アシッドスライムが出てくる場所は六の街の迷宮だった。
”俺達が獲ってこよう”
”頼んだ”
「私達も手伝うわ」
「三次職の力が見てみたいっすからね」
「ラースとグリードの2人も転職させよう」
2人を五の街へと送りラースは鉄壁騎士、グリードは八俣騎士という三次職に転職となった。
その後、六の街へと送る。
・・・
「第4回目のイベント?」
「そうっす! 公式に発表されたっす」
「イベント名は侵略者だったわね」
「うむ。この星が侵略者から守るというイベントらしいのだ」
「やはり北の大地からでしょうか?」
そういった前兆はあった・・・
「聖大陸プレイヤー達は魔大陸からの襲来を警戒しているスラね」
「見当違いだっつーの」
聖大陸プレイヤー達は魔族が聖大陸へ攻め入ってくるというイベントという事で盛り上がっているらしい。
ついこの前に大陸間戦争をしたばかりだろう・・・二番煎じはしないと思わないのか?
「インフィニティスペースオンラインの公式ページにも同じことが書かれていたスラよ。未開惑星を侵略せよって名目でスラね」
「つまり、この世界が標的にされているという設定で話が進んでいる様だな」
「問題はどうするかだな・・・」
「その話について詳しく教えてくださいませんか?」
「リヴァイア」
何時もなら湖の近くに住んでいるリヴァイアが魔帝に姿を現した。
「北に不穏な空気が流れ始めているのを感知しました・・・おそらく500年前と同じ現象が動き出す予兆かと思います」
既にゲームが繋がり始めているという事か?
「魔大陸全土にとっても無視できない事態です」
「俺達も持っている情報は少ないぞ」
「それでも話してください」
俺達は数少ない情報をリヴァイアへと伝える。
「既に先遣隊が・・・すぐに古竜と魔王に連絡をしなくてはなりませんね」
「向こうが手伝ってくれるのか?」
「500年前も魔蛇、魔王、古竜が力を合わせて撃退しました・・・その際配下の魔族達の犠牲は多かったです」
「交渉なら任せてちょうだい」
「ウチも行くっす」
「なら、古竜へはラースとスロウスに頼む」
「私とラースさんでイヴさんへ言いに行きましょう」
「わかった。ゲート」
それぞれの場所へゲートを開き4人が潜り抜けていった。
「あとは装備の問題か」
ドラゴンボーン装備ですら光線銃の攻撃は貫通した。
「ブラチライトインゴットが足りなさすぎる」
「ブラチライトインゴットとは何ですか?」
「侵略者達が身に着けている防具の素材スラ」
「そういえばブラチライトの剣でリヴァイアは倒されたんだよな?」
「昔の事ですか・・・たしか勇者の持つ剣が異様に堅かったですが」
「つまり魔蛇すら倒す剣の素材なんだ。使えそうだな」
「加工技術も分かったそうじゃねぇか」
「問題は素材が無さすぎるという事か」
「以前の戦いで手に入れたインゴットは10個だけスラ」
「それでしたら、氷の大地を掘ってみてください」
「掘る?」
「500年前の闘いで敗れた侵略者達が眠っています」
「・・・なるほど」
「掘るなんてめんどくさいスラ。僕がまとめて吸喰いしてくるスラよ」
「頼んだ。ゲート」
「俺様も行くぜぇ。もしかしたら奴らが居るかもしれねぇしなぁ」
「あぁ」
北の大地へとグラトニーとヴォルフを送る。
「リヴァイア、もっと情報が欲しい」
「答えられる範囲でお答えいたしましょう」
幾度かリヴァイアから500年前の情報を聞き出して魔大陸全域に危機が迫っている情報が展開される。

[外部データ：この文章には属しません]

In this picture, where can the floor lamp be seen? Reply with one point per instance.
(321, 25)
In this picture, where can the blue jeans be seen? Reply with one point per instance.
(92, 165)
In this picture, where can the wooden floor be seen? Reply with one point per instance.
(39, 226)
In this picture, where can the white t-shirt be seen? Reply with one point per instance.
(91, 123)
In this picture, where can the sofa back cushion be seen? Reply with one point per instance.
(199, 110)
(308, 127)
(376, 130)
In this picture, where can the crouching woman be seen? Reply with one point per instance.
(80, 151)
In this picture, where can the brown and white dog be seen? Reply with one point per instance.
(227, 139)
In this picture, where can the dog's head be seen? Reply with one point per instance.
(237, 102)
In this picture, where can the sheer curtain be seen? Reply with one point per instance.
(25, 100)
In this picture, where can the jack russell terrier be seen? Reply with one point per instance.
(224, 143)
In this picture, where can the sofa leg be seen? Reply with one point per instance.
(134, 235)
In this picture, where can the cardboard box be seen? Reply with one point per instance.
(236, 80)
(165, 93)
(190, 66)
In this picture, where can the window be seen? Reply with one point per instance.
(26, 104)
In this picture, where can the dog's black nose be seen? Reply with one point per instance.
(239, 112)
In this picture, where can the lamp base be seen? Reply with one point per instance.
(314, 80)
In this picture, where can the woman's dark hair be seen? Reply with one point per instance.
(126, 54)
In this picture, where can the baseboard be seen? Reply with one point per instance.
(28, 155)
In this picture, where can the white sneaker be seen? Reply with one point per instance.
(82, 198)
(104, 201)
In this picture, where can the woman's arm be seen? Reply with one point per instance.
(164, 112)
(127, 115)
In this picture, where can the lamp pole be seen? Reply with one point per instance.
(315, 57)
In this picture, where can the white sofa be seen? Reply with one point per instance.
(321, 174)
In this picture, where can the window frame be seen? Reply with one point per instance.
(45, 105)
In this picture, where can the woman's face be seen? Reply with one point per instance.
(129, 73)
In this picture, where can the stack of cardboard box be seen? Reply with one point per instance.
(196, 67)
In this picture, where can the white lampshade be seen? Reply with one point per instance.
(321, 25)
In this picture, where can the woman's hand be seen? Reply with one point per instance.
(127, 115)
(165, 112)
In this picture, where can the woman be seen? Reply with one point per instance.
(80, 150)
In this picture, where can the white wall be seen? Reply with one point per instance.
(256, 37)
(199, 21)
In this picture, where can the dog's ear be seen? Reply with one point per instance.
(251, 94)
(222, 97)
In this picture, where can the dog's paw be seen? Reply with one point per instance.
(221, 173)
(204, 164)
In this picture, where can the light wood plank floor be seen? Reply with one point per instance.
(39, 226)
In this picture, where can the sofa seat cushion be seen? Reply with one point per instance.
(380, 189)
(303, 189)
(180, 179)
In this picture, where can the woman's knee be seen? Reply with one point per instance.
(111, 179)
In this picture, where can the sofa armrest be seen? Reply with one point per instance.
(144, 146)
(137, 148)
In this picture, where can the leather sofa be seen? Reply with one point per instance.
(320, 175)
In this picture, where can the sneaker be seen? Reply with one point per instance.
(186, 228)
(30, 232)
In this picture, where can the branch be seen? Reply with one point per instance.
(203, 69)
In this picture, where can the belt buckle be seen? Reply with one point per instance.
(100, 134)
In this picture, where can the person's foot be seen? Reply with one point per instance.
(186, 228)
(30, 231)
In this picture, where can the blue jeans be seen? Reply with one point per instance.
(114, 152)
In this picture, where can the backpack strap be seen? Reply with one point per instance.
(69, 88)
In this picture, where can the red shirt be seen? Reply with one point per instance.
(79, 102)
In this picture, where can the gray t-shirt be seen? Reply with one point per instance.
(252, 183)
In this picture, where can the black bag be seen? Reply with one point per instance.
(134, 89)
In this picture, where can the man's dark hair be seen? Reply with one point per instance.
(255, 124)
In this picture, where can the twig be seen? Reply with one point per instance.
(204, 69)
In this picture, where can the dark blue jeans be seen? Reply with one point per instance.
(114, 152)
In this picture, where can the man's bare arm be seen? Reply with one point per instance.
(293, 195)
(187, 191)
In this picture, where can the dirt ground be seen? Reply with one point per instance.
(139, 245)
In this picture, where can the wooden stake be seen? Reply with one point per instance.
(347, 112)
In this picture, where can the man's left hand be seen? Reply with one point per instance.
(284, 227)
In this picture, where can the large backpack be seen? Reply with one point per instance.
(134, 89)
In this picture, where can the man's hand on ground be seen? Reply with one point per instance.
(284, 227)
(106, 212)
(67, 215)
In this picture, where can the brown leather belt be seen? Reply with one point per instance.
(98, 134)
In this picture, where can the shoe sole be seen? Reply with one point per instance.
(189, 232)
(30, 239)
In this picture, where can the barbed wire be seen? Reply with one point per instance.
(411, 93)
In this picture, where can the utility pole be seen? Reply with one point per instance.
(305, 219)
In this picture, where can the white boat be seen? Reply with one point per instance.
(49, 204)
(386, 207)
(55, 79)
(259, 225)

500年前の戦を知っているのは僅か十数名程・・・魔蛇のリヴァイアにダークエルフの族長達、古竜リウイとその他数名、魔王イヴとシモン。
その者達からも知っている情報を統合して次にくる侵略者に対する戦力を用意する事となった。
今の時代の魔族達は昔に比べて弱いとされたからだ。
500年まえの魔大陸では格が100越えする者達で溢れかえっていたそうだが、戦争時で敗れ去っていった。
そこに俺達の考えが加わった・・・敵の武器防具の再利用だ。
グラトニーが氷の大地もろとも食らって氷中に存在する残骸をインゴットに変えていった。
魔帝と魔都に居る鍛冶師に頼んでコレの加工をしてもらう。
魔帝はラースが筆頭にブラチライトインゴットの武器化、防具化について広めていく。
その補佐にグリードが入る。
工場に使われているベルトコンベアーや滑車付きクレーン車を魔都側へと広めて効率化を図る。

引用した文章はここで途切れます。